The Post reported that at least four members of Apollo’s board had become aware of the allegations before Black announced his departure.
“I foolishly had a consensual affair with Ms. Ganieva that ended more than seven years ago,” Black said in the statement, as reported Thursday evening by the Post. “Any allegation of harassment or any other inappropriate behavior towards her is completely fabricated. The truth is that I have been extorted by Ms. Ganieva for many years and I made substantial monetary payments to her, based on her threats to go public concerning our relationship, in an attempt to spare my family from public embarrassment.”
Black added that his relationship with the woman is a “personal matter” and had nothing to do with his decision to depart from Apollo. He added that he has referred the matter to “the criminal authorities” at the recommendation of his counsel and welcomes “a thorough investigation.”
Ganieva did not return Institutional Investor’s request for comment.
A spokeswoman for Apollo told II that Ganieva was never employed by the firm and declined to comment further.

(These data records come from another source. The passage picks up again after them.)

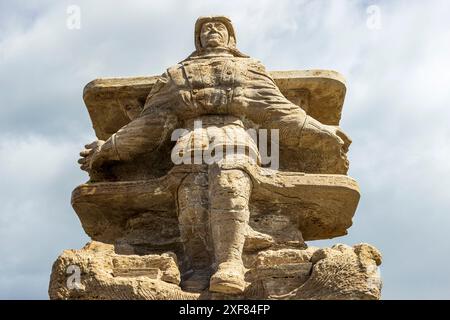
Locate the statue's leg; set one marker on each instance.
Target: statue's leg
(193, 217)
(229, 192)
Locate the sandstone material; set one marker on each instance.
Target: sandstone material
(340, 272)
(207, 181)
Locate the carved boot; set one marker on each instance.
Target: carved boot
(194, 232)
(229, 214)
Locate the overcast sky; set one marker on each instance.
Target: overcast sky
(394, 55)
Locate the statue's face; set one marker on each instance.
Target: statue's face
(214, 34)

Several asset allocators put Apollo on notice since Black’s reputation was tarnished by his financial ties to convicted sex offender Jeffrey Epstein. In January, Apollo revealed that Black paid Epstein $158 million for financial advice from 2012 through 2017, despite knowing that Epstein had pleaded guilty to soliciting prostitution from an underage girl in Florida in 2008.
A representative for the $440-billion California Public Employees' Retirement System declined to comment on the new allegations against Black and whether it will impact CalPERS future investments with Apollo. According to CalPERS’ most recent annual investment report, the pension fund has more than $538 million invested with Apollo across its various funds.
Representatives for various other funds, including the California State Teachers' Retirement System, the Florida State Board of Administration, State of Wisconsin Investment Board and the New York State Common Retirement Fund, with stakes in Apollo did not return II’s request for comment.